We are entering a time of contemplating and celebrating; of receiving and giving; of waiting and seeing hopes fulfilled. By focusing on all that is important, we can avoid the stress of overconsumption and endless striving. We all have accumulated lists of easy ways to sustainably simplify dining, giving, wrapping, and any other expectation preventing us from peace. Now is the time to employ them.
As we come to the end of a year filled with many kinds of disasters, most of us have learned to more fully appreciate our place in God’s universe. The fullness of life offered to us far outweighs any pleasure brought by a wasteful and thoughtless lifestyle. Just look at the new spirit among us with our Matthew 25 commitment and RIP Medical Debt project!

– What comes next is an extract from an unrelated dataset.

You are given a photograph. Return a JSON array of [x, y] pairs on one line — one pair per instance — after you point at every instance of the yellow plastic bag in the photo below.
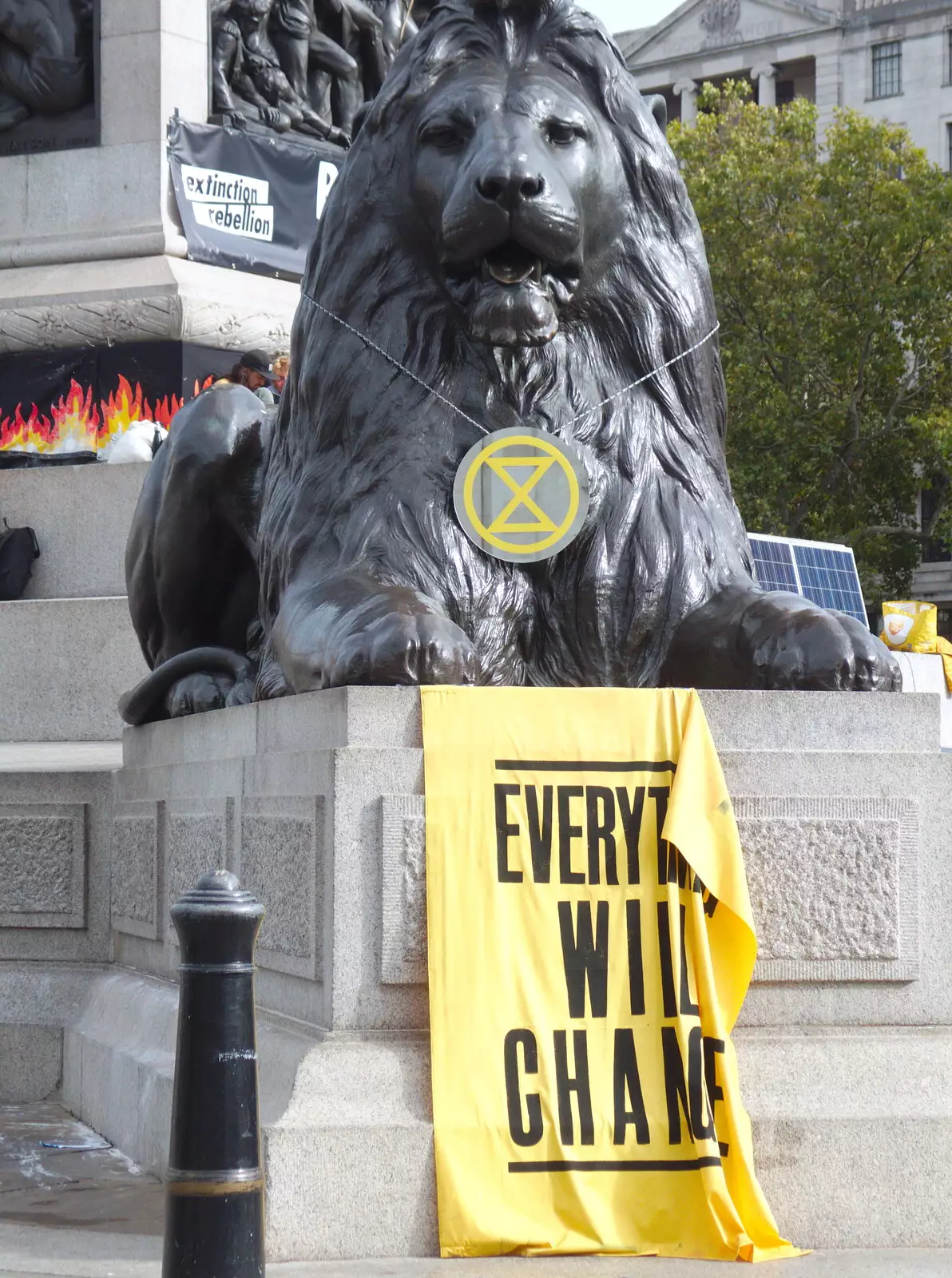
[[910, 626]]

And here’s some cheerful news to welcome in the New Year! Many businesses, from new start-ups to big corporations, are exploring innovative ways to mitigate or slow the dangers of climate change. Ele.me is a Chinese online food provider, similar to DoorDash or UberEats, which found success with a “green nudge.” By simply asking, “Do you want utensils with that,” they found that no-cutlery orders increased by 648%. Here in the US, a Vermont utility, Green Mountain Power, has petitioned its regulatory agency for permission to install back-up batteries in customers’ homes. Customers would lease the batteries, which would be programmed to soak up power from wind and solar sources, then release it when needed. The company believes it would be cheaper than the cost of repairing or installing power lines. And finally, coffee-loving scientists at the Royal Melbourne Institute of Technology have been experimenting with adding charred coffee grounds to concrete. The resulting building material is 30% stronger, and presumably longer lasting. No word yet on how it smells in the Australian sun.
And so, “God bless us, everyone!”
Eco Justice Committee reports on a field trip . . . .
In October a group of church members visited the Penn Forest Natural Burial Park to learn more about green burial. What is "green burial" exactly? Also called natural burial, green burial is a way of caring for the dead with minimal environmental impact. Its main requirement are that caskets or burial shrouds must be biodegradable. Toxic embalming fluids are prohibited and burial vaults are not used. Grave markers, if desire, are made from local stone or wood and placed flat to the ground.
Penn Forest, the only exclusively green cemetery in Western Pennsylvania, is located on 35 acres in Penn Hills, and is both a natural area and a cemetery. Trails meander through the forest and naturalists restore the site by planting native meadow grasses, wildflowers, and trees. In fact, a "treemation" is even a possibility, wherein a deceased loved one's ashes are used to help nurture a new tree as it is planted.
Next door, Returning Home Farm is home to goats, ducks, sheep and a mule on land owned by the nonprofit cemetery. Other features of the land include a scattering garden, for spreading cremated remains, if desired, along with an awareness tree for those who have experienced pregnancy loss. A meditation hut has been built on the cemetery grounds and provides space to look over the forest and reflect. Laura Fassel is the manager of the cemetery and was our host. She would be glad to answer any questions individuals may have about green burial.